But it’s not perfect, at least not on OS X. It’s not a proper app: it doesn’t show up in the task switching list, or in the Dock, while running. It’s in sort of a layer of its own in the Finder, and hard to fish out if you get anything displaying over it unless you go to the Finder and Hide Others. It also completely stops running if it’s not in the foreground, rather than the computer going on to do everything it can until it needs player input. I’m not sure what’s up with that. You’ll notice from my screenshots that I had everything else hidden. That was partly for clarity, and partly because it’s not an app well suited to playing with in fits and starts while doing something else. I’d like to see that fixed.
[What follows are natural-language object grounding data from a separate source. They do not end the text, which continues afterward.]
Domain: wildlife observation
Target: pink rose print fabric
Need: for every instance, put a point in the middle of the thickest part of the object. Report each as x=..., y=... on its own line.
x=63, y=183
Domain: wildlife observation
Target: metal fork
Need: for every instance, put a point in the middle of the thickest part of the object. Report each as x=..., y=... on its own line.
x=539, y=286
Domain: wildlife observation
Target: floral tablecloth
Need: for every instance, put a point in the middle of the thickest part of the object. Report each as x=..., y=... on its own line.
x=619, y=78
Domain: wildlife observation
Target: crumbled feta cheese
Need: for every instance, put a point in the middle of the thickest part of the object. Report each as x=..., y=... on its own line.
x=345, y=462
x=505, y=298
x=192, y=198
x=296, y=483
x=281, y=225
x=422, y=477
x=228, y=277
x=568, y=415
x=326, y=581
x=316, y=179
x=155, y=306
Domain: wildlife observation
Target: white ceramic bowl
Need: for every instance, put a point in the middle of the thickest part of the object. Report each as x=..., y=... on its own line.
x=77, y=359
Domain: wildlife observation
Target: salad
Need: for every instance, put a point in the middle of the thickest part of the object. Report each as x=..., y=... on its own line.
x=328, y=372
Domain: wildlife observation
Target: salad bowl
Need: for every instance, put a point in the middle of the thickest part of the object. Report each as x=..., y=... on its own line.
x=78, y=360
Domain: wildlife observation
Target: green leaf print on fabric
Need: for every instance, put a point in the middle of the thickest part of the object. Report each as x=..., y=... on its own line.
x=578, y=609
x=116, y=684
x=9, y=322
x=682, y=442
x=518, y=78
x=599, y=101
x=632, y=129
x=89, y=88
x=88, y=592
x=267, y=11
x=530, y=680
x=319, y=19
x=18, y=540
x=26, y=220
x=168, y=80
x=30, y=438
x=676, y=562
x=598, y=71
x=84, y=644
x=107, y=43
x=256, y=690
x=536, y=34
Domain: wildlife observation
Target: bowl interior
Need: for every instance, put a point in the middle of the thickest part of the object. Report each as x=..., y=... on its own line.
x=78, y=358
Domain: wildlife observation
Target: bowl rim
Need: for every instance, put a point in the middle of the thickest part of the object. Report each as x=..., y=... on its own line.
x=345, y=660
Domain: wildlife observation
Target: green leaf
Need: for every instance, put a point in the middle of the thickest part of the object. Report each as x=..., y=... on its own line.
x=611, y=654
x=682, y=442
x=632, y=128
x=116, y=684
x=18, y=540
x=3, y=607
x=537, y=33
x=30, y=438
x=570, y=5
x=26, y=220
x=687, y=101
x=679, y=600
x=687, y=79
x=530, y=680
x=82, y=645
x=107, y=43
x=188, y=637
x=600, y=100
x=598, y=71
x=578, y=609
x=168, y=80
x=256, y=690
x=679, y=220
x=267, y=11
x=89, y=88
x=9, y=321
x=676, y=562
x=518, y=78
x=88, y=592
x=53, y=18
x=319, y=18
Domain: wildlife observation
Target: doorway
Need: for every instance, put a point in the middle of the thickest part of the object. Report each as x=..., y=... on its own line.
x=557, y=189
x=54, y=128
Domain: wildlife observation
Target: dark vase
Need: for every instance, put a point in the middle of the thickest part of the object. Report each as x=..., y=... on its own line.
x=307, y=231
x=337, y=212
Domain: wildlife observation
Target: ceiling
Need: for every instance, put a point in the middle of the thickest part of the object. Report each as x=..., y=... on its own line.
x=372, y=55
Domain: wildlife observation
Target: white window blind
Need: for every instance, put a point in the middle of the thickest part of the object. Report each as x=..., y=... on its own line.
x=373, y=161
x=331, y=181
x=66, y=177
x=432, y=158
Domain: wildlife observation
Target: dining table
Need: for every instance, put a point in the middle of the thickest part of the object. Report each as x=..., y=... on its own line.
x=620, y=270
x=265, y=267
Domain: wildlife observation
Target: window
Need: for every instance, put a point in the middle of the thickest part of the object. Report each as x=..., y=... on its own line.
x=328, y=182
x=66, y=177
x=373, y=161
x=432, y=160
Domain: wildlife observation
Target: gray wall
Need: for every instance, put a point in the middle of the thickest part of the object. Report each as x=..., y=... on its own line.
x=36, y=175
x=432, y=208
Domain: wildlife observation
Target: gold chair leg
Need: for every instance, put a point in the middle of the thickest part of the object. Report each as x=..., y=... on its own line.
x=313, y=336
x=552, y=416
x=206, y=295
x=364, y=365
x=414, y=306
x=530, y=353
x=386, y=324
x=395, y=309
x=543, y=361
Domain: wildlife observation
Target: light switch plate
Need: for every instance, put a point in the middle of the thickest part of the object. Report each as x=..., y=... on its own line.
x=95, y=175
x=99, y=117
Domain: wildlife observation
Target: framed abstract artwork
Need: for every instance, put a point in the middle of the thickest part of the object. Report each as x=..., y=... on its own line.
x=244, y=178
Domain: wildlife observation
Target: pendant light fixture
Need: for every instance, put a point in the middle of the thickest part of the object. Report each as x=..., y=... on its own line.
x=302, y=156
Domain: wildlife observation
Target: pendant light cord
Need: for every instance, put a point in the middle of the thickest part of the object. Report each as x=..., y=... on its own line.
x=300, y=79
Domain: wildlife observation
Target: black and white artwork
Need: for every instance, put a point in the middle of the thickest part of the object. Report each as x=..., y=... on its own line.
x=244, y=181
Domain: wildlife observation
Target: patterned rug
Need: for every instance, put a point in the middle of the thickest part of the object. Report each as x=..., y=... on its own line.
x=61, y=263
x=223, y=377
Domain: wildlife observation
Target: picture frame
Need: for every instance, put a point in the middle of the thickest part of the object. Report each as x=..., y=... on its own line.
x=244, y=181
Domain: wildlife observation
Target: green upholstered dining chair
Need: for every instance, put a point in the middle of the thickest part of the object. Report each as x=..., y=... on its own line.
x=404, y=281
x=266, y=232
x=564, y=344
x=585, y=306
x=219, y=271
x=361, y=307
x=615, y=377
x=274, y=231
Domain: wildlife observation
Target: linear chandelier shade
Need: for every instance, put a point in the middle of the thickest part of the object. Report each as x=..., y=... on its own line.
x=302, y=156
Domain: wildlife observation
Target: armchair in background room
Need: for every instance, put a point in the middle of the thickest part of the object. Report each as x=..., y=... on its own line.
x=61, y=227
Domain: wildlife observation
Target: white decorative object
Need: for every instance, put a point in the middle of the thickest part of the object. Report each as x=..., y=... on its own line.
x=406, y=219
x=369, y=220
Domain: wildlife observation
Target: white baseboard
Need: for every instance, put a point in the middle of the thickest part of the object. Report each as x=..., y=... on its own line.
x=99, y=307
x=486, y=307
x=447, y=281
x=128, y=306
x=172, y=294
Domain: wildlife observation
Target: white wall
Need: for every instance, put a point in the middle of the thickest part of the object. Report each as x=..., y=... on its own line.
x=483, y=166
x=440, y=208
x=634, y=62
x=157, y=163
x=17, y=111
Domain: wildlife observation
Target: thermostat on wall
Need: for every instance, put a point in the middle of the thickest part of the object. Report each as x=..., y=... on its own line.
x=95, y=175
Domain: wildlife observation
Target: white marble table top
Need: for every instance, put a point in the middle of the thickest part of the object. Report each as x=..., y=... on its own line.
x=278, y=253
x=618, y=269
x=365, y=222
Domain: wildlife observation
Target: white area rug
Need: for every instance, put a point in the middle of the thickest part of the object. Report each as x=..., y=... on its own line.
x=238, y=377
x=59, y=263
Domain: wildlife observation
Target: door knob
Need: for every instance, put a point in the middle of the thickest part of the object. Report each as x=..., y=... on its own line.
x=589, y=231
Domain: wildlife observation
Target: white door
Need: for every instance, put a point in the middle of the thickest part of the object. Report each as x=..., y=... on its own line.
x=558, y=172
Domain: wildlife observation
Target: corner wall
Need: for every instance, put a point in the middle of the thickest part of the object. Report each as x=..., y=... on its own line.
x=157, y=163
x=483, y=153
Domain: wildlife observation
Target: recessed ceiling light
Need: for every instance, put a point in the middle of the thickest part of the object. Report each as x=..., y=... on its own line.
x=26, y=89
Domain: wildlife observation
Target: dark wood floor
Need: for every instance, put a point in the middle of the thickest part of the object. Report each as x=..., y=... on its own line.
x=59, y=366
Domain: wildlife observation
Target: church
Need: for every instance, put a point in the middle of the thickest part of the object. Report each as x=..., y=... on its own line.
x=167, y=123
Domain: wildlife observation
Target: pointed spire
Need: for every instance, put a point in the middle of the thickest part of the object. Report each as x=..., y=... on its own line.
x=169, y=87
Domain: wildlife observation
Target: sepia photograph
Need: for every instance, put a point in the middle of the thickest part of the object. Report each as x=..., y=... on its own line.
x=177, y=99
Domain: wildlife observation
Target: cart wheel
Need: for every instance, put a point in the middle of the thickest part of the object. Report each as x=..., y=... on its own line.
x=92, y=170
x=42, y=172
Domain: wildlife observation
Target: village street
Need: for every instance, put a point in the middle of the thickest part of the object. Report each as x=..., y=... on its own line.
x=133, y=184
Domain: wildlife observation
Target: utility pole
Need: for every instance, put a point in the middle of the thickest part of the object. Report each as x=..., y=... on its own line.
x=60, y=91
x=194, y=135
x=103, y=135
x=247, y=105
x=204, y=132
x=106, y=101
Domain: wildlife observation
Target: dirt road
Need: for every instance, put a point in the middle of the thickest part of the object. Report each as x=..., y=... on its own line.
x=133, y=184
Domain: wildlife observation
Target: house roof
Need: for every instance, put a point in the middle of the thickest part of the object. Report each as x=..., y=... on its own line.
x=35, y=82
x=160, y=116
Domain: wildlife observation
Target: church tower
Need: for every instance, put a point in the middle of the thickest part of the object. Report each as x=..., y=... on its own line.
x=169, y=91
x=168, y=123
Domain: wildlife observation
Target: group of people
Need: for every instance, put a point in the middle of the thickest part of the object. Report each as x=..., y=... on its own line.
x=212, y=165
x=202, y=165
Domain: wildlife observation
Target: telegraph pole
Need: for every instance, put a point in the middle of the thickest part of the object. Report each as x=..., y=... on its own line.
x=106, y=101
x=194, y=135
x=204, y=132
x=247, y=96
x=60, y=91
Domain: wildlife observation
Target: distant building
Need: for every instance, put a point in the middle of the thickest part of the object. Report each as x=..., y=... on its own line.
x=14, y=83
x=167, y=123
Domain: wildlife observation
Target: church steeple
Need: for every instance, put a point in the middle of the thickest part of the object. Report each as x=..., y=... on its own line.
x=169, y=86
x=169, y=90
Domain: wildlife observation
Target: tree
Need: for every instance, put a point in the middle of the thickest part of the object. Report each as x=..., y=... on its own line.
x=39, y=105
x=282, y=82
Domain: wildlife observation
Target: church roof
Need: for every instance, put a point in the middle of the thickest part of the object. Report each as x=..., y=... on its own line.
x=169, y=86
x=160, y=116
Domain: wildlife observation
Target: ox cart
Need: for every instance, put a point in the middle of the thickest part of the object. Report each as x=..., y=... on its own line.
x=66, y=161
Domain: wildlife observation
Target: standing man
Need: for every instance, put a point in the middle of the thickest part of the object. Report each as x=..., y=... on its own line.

Apart from that, no caveats. The game doesn’t leak memory, or bind up the CPU, or do anything else awful. It just sits there and is a lot of fun to play whenever it’s in the foreground.

Waxing Philosophical

Playing this solo made me feel happy, in that, hey, I’ve reconnected to a pastime I had to give up back when, thanks to being away from other players so much. Playing it with Mom via iChat screen sharing, though–that was something else again. It’s been a long time since she laughed so much or so hard, and a long time since anything my brothers and I could give or do for her was such a pure hit. I feel better for it, and am looking forward to more. (Also, she beat me soundly, and I must have revenge.)